Though sequential speed is nothing to write home about (it’s the wrong metric for this drive), having uber responsiveness and sky-high IOPS leads to pricing that’s (un)comfortably higher than traditional SSDs. At a cost of over £1 per GB, the Intel Optane SSD 905P Series is well over 2x the price of, say, the well-reviewed, speedy WD Black NVMe SSD based on MLC NAND. Whether the premium is justifiable depends entirely on how important absolute IOPS performance is to your workload(s).
Here’s the 480GB model presented in a U.2 form factor. Intel takes cooling seriously on the drive that measures 101mm x 70mm x 15mm. The aluminium casing acts as a giant heatsink. Is it needed? Intel reckons the drive pulls 3.3W at idle, 7.6W average power when reading and 12.4W when writing.

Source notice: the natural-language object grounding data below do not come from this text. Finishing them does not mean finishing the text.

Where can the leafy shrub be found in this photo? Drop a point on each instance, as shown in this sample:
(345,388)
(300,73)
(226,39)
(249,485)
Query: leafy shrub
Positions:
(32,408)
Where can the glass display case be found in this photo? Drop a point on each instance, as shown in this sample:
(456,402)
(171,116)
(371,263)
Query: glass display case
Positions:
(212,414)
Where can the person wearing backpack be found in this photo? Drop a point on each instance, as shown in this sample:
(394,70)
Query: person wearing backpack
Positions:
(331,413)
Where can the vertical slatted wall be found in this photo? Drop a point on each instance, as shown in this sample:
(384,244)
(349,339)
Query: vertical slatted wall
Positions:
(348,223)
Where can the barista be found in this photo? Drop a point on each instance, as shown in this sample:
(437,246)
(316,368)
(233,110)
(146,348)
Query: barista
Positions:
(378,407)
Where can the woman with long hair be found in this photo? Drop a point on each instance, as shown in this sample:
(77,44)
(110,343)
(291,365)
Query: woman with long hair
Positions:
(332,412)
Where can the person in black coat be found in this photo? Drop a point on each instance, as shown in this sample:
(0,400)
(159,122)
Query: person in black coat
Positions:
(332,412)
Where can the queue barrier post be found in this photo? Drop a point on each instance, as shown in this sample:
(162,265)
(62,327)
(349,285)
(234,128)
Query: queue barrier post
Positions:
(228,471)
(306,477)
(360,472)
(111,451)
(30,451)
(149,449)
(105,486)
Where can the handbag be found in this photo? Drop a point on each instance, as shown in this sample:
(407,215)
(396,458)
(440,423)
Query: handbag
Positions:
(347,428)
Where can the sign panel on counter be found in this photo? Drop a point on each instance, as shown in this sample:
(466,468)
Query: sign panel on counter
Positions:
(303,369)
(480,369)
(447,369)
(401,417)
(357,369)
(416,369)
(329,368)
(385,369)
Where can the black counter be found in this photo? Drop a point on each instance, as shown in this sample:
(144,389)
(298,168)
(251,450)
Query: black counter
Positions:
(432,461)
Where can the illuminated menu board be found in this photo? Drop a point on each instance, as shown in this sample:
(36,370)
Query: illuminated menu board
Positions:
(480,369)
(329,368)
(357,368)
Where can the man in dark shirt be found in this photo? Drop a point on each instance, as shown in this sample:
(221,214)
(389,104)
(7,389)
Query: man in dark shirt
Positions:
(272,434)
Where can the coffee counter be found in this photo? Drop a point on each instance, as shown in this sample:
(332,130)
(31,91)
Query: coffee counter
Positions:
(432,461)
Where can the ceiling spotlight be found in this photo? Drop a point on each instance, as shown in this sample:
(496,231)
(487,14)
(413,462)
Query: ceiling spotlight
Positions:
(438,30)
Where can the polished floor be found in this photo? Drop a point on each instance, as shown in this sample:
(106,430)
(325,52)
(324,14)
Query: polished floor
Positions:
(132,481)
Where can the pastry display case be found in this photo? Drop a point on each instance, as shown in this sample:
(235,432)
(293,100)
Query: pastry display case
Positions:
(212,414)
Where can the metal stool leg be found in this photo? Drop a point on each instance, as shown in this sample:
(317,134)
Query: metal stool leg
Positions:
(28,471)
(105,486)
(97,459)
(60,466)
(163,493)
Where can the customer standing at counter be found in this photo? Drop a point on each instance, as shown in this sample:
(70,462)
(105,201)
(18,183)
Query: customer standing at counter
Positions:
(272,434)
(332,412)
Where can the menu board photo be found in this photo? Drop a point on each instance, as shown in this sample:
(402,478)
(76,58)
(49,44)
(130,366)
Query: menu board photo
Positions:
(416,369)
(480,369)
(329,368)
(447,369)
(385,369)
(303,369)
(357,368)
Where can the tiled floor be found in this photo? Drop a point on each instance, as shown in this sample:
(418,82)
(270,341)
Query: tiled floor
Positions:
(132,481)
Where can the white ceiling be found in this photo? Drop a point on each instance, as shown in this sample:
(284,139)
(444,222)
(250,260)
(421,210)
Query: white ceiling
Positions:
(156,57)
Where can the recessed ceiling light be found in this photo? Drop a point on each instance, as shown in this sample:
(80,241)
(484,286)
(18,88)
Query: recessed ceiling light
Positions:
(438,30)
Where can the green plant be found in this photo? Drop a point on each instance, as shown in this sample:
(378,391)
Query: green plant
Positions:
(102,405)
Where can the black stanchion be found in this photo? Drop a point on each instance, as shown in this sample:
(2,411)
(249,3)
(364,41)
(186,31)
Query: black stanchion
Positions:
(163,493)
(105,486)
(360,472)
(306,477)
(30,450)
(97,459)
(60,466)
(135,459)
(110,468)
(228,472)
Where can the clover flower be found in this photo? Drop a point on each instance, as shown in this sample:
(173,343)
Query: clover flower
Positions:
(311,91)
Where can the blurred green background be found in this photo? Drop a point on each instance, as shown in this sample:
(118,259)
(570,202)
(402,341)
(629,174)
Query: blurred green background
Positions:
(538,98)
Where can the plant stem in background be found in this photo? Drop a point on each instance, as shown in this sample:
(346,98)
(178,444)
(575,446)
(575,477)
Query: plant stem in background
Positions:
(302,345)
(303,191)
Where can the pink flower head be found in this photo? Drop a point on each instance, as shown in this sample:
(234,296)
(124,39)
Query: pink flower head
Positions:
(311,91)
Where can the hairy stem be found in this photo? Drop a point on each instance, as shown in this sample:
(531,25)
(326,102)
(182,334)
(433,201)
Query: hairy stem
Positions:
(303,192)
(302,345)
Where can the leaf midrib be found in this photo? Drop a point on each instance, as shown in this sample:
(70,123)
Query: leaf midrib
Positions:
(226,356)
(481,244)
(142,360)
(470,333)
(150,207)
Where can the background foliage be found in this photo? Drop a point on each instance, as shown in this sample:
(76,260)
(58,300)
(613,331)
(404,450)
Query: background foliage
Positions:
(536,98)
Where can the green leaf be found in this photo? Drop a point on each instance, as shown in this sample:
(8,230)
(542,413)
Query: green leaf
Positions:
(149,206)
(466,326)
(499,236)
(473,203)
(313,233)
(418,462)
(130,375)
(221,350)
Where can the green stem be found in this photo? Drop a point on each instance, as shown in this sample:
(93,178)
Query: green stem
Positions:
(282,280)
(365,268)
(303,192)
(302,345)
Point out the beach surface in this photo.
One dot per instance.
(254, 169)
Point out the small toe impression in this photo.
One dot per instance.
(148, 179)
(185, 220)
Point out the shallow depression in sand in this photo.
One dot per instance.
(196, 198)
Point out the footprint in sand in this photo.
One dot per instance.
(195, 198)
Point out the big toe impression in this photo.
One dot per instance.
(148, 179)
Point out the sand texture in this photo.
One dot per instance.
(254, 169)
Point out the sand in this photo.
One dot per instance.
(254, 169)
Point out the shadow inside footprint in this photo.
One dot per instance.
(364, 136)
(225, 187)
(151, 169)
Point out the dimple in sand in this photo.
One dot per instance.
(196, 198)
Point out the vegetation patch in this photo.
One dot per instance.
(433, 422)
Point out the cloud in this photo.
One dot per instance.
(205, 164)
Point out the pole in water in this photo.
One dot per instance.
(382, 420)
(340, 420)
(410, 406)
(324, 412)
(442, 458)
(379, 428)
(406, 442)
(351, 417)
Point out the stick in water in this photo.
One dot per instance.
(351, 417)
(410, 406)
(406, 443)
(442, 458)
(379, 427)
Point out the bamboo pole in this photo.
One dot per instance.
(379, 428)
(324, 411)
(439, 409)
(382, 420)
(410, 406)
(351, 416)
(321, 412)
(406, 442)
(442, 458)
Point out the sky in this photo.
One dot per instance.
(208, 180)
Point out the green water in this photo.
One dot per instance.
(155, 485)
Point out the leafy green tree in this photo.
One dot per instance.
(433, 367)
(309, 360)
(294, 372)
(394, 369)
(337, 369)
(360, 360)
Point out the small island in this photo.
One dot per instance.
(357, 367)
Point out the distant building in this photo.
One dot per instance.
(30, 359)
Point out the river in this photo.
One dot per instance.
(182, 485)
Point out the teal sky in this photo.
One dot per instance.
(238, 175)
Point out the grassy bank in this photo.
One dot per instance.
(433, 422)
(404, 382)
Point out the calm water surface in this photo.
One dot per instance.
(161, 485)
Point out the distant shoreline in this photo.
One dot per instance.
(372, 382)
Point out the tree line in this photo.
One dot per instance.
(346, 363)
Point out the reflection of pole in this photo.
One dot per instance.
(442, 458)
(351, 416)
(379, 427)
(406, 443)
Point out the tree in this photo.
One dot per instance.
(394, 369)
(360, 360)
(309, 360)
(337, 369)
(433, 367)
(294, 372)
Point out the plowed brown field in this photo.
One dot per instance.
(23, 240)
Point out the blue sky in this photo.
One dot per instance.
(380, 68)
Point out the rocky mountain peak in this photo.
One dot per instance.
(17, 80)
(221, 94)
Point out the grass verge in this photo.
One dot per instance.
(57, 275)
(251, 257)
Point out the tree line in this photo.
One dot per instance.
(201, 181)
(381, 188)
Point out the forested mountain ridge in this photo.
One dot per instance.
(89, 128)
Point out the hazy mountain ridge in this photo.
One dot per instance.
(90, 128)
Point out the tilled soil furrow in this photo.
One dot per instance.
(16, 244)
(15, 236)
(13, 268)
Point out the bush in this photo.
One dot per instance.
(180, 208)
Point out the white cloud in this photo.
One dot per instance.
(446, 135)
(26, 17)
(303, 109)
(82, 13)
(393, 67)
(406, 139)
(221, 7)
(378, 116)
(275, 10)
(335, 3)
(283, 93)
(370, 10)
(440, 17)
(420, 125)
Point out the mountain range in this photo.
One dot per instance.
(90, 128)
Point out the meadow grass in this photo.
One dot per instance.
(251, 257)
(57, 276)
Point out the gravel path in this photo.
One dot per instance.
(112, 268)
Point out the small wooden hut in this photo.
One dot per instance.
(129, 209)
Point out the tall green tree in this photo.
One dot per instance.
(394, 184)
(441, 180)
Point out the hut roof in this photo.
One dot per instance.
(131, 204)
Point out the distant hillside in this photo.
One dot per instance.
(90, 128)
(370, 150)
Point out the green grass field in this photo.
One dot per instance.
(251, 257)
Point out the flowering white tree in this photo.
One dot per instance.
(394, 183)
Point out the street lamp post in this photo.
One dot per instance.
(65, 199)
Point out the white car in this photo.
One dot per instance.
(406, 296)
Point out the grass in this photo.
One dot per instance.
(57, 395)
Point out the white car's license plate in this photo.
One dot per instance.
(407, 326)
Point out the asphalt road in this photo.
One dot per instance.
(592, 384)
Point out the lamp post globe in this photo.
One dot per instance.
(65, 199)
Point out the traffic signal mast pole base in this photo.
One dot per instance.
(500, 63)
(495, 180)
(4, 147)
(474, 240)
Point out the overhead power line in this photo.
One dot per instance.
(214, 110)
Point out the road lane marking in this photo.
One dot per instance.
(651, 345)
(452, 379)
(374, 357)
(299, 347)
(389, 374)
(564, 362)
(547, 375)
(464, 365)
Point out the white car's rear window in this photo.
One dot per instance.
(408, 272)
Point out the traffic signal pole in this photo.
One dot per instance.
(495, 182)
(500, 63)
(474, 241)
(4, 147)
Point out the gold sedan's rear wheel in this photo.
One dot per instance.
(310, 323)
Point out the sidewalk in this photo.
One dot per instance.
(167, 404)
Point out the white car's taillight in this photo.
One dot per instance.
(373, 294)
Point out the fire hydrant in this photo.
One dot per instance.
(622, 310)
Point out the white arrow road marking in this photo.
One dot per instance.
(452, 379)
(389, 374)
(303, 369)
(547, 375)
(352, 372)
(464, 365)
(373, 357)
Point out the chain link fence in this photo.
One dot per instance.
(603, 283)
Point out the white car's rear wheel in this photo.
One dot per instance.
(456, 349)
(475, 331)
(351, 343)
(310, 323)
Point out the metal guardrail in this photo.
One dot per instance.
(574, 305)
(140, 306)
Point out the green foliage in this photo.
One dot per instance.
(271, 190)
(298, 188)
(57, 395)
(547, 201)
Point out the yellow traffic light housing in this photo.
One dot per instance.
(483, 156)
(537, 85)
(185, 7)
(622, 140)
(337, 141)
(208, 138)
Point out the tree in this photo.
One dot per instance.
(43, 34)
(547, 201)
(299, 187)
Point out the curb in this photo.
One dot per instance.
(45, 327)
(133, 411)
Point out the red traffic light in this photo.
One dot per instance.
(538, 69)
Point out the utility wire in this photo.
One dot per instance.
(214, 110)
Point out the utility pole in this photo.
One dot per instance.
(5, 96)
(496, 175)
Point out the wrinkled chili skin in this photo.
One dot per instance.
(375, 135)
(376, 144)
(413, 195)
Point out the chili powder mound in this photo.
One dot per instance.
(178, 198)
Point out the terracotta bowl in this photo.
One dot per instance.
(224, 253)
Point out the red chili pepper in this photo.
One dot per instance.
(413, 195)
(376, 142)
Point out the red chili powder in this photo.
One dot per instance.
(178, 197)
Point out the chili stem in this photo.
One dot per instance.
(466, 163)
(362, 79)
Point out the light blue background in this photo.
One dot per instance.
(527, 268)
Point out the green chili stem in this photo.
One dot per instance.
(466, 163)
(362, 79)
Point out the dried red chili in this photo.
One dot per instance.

Not huge figures, but it does make sense to keep the 3D XPoint memory cool enough so that it operates at full speed all the time.
Construction is excellent, with the 140g weight making it feel more like a 2.5in mechanical spinner. But boy does it get warm to the touch after extended use. That said, there was no evidence of performance throttling at any point.
Surface area is increased by having pimpled sections on both the front and back. The U.2 name, previously known as SFF-8639, is for the connector, not the form factor of the drive. Intel, actually, has another version of this drive that includes a U.2-to-miniSAS HD connector.
Our review model, provided by Intel UK, came with the aforementioned U.2-to-M.2 cable. Power is sourced via a regular SATA connector hardwired to the U.2 data port.